The list above only includes counties with 25 or more customers impacted. There are three other counties with fewer than 25 customers impacted.

The following Tribal Communities are also expected to be impacted.

  • Cortina Rancheria: 8 customers, 1 Medical Baseline customer
  • Grindstone Rancheria: 50 customers, 4 Medical Baseline customers
  • Middletown Rancheria: 34 customers, 1 Medical Baseline customer
  • Mooretown Rancheria: 1 customer, 0 Medical Baseline customer
  • Pit River Tribes: 8 customers, 0 Medical Baseline customers

Restoration Expected to Begin Tuesday Afternoon

PG&E will notify customers when the weather system has passed and will provide continuous updates on when to expect the power to turn back on.

Once conditions are clear, PG&E electric crews will begin patrolling in the air, in vehicles and on foot to visually check de-energized lines for hazards or damage to make sure it is safe to restore power. For this reason, inspections must occur during daylight hours. Restoration steps include:

  • Inspect: Our crews will work to visually inspect for potential weather-related damage to the lines, poles and towers.
  • Repair: Where equipment damage is found, PG&E crews work to isolate the damaged area from the rest of the system so other parts of the system can be restored.
  • Restore: Once the poles, towers and lines are safe to energize, PG&E’s Control Center can complete the process and restore power to affected areas.
  • Notification: Customers are notified that power has been restored.

How Customers Can Prepare

  • Use a cell phone or hard-wired phone. Cordless phones do not work without electricity.
  • Use battery-operated flashlights, not candles, which may pose a fire hazard.
  • Unplug or turn off all electric and heat-producing appliances (e.g., air conditioners, washers and dryers, ovens, stoves, irons) to avoid overloading circuits. Overloaded circuits can be a fire hazard once power is restored.
  • Unplug televisions and computers that were in use when the power went out.
  • Leave a single lamp on to alert you when power returns.
  • Keep refrigerator and freezer doors closed, and place extra containers of ice inside to preserve food. A full freezer will remain colder longer.
  • Notify your alarm company if you have an alarm system. Equipment can be affected by outages.
  • Turn your appliances back on one at a time when conditions return to normal.
  • Reset clocks, thermostats and other programmed equipment after power is restored.

Generator Safety

Backup power can be a vital part of any emergency preparedness plan in the event of a power outage. PG&E’s residential and business customers can review key considerations, safety tips, financing and retailer information by visiting

Customer Support

Monday morning, 24 Community Resource Centers (CRCs) in 14 counties will open to support customers affected by this event. View the most current list of CRCs at CRCs open at 8 a.m. and close at 10 p.m. for the remainder of the shutoff.

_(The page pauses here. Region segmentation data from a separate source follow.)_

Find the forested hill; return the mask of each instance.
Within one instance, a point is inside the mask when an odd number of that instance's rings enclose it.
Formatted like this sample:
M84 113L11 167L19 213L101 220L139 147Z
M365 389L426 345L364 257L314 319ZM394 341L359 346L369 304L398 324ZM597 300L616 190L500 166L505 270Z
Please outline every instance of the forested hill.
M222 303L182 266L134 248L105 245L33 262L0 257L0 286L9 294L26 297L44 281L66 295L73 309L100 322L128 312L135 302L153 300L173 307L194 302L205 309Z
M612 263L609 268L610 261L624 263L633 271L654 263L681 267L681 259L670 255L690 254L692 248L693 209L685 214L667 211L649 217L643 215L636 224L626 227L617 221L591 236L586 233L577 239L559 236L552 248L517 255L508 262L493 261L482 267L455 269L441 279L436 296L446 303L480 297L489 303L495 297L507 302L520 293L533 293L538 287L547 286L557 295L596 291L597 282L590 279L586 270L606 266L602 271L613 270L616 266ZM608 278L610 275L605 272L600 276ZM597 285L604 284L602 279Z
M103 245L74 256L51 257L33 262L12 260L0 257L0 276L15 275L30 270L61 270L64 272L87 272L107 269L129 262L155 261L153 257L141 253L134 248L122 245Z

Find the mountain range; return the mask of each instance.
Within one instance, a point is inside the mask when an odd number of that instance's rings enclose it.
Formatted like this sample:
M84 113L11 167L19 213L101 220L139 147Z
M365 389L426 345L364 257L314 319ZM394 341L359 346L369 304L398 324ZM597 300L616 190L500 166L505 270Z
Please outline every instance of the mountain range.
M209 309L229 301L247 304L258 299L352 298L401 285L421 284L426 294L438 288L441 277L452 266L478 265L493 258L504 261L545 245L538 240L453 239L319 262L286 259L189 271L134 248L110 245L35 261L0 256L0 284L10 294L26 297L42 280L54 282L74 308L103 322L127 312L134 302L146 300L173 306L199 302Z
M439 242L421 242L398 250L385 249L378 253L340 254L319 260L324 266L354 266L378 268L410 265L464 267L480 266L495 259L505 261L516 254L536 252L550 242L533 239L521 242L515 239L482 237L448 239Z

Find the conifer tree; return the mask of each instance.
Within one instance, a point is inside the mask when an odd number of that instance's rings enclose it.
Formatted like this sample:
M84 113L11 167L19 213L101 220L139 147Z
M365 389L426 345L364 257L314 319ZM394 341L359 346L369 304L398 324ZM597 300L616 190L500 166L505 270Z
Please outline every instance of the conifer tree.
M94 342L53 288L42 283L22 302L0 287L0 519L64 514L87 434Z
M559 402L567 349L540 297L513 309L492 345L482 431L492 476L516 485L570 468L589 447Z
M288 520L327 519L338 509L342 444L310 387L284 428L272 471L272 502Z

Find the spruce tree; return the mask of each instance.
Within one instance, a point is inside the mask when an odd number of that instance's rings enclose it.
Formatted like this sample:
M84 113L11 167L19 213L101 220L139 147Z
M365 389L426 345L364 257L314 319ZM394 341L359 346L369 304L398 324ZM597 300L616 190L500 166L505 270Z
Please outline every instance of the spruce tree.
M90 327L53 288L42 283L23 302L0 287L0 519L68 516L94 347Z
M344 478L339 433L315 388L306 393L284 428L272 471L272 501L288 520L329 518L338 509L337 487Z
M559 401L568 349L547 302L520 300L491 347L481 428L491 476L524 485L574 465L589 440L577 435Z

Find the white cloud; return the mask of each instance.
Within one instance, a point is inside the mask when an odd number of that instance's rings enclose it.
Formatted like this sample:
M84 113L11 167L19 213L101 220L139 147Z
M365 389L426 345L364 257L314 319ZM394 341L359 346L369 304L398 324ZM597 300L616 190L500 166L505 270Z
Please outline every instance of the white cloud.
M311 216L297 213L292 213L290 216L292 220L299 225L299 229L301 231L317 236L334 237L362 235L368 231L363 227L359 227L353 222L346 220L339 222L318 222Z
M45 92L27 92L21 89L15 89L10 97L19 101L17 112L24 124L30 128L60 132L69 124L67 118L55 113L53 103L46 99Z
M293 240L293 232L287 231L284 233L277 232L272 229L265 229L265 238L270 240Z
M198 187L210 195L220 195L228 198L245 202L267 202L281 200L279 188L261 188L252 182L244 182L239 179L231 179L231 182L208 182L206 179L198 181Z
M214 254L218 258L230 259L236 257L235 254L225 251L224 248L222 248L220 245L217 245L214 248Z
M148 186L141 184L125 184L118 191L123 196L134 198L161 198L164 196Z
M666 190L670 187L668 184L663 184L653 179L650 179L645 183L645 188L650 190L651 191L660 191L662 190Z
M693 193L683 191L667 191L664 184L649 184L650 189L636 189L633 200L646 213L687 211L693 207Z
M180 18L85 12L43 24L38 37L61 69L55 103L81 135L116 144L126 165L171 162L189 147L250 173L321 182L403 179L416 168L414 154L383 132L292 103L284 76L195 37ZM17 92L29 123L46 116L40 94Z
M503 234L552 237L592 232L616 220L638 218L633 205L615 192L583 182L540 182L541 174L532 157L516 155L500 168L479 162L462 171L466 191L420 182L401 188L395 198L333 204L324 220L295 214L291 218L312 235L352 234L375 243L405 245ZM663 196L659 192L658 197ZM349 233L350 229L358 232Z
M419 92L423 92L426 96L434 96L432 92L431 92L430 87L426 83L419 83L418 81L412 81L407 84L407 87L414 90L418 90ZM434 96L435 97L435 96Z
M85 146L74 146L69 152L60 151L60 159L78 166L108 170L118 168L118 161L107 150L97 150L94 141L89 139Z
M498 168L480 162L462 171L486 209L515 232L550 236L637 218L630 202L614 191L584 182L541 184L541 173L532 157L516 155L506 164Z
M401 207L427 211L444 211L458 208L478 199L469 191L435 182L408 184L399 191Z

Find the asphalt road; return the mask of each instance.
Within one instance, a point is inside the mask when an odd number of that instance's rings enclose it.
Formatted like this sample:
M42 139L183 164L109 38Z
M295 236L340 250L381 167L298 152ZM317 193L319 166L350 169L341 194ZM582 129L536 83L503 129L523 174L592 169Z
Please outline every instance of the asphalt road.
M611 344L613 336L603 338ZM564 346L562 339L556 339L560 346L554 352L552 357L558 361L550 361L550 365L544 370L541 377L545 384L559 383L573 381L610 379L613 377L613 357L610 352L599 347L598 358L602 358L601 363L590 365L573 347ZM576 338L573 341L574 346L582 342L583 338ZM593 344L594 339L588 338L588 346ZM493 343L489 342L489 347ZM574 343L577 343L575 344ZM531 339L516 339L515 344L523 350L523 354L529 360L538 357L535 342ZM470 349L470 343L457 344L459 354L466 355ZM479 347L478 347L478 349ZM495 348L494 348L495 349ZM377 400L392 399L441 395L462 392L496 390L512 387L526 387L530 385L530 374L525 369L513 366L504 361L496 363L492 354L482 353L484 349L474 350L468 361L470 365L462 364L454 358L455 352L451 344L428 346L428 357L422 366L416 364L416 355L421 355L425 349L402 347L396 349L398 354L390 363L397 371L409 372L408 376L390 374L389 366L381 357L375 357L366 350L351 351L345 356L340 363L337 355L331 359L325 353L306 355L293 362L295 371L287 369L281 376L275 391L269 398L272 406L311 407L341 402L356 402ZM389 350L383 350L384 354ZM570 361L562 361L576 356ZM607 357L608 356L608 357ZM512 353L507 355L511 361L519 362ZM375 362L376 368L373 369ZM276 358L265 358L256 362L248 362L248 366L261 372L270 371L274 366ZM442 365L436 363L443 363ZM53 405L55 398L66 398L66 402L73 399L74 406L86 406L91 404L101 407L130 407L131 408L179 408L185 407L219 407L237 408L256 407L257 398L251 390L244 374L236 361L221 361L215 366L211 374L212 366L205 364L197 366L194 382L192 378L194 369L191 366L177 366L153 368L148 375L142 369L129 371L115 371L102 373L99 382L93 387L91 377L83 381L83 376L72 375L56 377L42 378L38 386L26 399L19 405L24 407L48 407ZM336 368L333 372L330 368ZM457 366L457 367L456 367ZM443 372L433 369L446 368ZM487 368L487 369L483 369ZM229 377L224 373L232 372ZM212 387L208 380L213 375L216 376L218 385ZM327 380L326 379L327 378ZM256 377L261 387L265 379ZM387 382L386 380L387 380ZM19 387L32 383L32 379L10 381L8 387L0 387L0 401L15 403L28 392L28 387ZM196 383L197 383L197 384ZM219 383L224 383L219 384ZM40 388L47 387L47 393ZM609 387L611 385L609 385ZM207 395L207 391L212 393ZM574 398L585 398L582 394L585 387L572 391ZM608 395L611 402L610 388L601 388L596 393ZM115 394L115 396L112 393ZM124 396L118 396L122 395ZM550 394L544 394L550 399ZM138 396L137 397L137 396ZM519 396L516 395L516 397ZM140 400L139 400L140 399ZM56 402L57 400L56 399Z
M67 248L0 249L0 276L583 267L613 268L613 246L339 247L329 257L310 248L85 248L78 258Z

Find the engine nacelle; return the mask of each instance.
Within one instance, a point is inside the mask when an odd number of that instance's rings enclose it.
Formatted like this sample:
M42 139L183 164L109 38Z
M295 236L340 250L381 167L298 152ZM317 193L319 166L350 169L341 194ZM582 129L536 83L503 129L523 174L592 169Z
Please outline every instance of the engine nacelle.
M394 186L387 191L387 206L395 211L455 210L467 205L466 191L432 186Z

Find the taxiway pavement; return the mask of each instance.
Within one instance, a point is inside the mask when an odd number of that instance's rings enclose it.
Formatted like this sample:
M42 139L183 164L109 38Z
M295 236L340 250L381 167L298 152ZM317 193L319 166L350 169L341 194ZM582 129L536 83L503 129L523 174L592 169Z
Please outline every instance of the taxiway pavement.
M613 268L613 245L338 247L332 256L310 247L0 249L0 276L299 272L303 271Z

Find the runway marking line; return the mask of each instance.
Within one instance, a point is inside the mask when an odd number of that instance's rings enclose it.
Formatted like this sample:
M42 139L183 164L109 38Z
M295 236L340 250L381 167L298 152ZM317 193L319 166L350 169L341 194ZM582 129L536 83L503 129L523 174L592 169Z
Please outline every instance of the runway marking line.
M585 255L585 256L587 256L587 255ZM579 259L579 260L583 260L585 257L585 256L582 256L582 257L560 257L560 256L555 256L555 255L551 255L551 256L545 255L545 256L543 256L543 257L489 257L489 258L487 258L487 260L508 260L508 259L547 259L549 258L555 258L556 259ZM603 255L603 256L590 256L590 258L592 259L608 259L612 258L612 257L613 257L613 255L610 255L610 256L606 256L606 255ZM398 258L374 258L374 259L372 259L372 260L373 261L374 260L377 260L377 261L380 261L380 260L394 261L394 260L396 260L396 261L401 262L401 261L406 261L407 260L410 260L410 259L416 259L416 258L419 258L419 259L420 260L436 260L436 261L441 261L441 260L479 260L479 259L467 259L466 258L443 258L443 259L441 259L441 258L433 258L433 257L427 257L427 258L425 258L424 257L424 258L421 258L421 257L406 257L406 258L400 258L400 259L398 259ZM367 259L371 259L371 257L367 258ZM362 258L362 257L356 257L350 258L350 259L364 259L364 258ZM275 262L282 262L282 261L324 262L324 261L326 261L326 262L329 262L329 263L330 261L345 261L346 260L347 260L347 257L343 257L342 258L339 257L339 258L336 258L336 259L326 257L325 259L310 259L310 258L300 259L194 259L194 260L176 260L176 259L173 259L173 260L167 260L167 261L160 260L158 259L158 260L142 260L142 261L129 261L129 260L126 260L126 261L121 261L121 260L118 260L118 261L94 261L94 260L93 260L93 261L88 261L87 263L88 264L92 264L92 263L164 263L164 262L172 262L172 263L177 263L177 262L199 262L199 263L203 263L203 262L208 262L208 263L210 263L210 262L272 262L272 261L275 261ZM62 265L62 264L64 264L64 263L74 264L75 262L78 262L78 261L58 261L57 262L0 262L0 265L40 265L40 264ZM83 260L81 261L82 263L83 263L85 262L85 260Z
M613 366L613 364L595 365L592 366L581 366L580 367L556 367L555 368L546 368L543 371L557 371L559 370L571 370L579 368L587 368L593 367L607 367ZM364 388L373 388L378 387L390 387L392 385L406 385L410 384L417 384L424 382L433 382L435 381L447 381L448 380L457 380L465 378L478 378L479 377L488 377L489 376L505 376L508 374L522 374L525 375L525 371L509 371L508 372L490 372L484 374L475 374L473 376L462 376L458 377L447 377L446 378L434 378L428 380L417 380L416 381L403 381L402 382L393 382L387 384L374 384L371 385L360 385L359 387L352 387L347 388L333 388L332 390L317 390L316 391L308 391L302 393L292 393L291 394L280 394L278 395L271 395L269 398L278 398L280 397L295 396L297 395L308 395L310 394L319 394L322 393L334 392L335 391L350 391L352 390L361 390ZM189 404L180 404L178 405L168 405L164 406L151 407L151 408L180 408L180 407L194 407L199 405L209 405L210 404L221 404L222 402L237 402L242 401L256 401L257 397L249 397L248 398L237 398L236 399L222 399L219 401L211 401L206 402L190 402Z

During a PSPS, PG&E opens CRCs where community members can access resources, including:

  • A safe location to meet their basic power needs, such as charging medical equipment and electronic devices.
  • Up-to-date information about the PSPS.
  • Water, snacks and other essential items to reduce hardships to our customers.

To keep our customers and communities safe, all resource centers reflect appropriate COVID-19 health considerations and federal, state and county guidelines.